Much of Detroit, Michigan, once the epicenter for capitalism, now lies in ruins. The city is an unfortunate example of the devastation wrought by the current recession and how far we truly have to go in order to recover. Some critics say Detroit will never recover, that all is lost.

With this as a backdrop, 21 Association of Credit Counseling Professional (ACCPros) members and supporters set out to “Lend a Hand in Detroit” through community service. To kick off its Winter Conference, ACCPros member agencies were tasked to perform critical work including landscaping, painting, cleaning and sharing their financial literacy expertise with local low income seniors.

Capitalizing on the unique partnership between the ACCPros and Volunteers of America – Michigan, ACCPros brought a busload of volunteers to the Oak Village Senior Center. The mood on the bus was upbeat as agency executives left the comfort of their downtown Detroit hotel and traveled to a part of the city especially in need of attention. Volunteers were struck by the sheer number of abandoned properties and there were many apprehensive faces on the bus as they made their way to the senior center. But, relief spread as the bus rounded the corner to reveal a maintained, but strained apartment complex. Some could tell that without support the complex could easily fall to the blight around them.
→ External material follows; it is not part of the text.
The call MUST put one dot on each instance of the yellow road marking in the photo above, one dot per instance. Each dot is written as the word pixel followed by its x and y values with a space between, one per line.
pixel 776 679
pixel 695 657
One volunteer was saddened when a resident of the surrounding community stopped him outside and asked for a “couple of smokes”. Being a reformed smoker, the credit counselor glibly replied that the cigarettes would kill him, but the resident said “no man, [cigarettes] won’t kill me, I’m from Detroit; bullets will kill me”

Painting a fence, moving rocks, planting bulbs for spring and presenting the seniors with information warning them of identity theft and other financial scams were all simple tasks,” said Russell Graves, president of ACCPros. “But, by working together, the results were significant as we improved the living conditions for the residents.”

Events such as this community service day are a part of the credit counseling industry that helps educate and counsel families that are suffering from burdensome debt loads. Member agencies are at ground zero of this financial crisis, helping families keep their homes, meet their financial obligations and feed their families.

“ACCPros is all about working together for the common good while motivating and inspiring others to do more – and that’s the best lesson of them all.”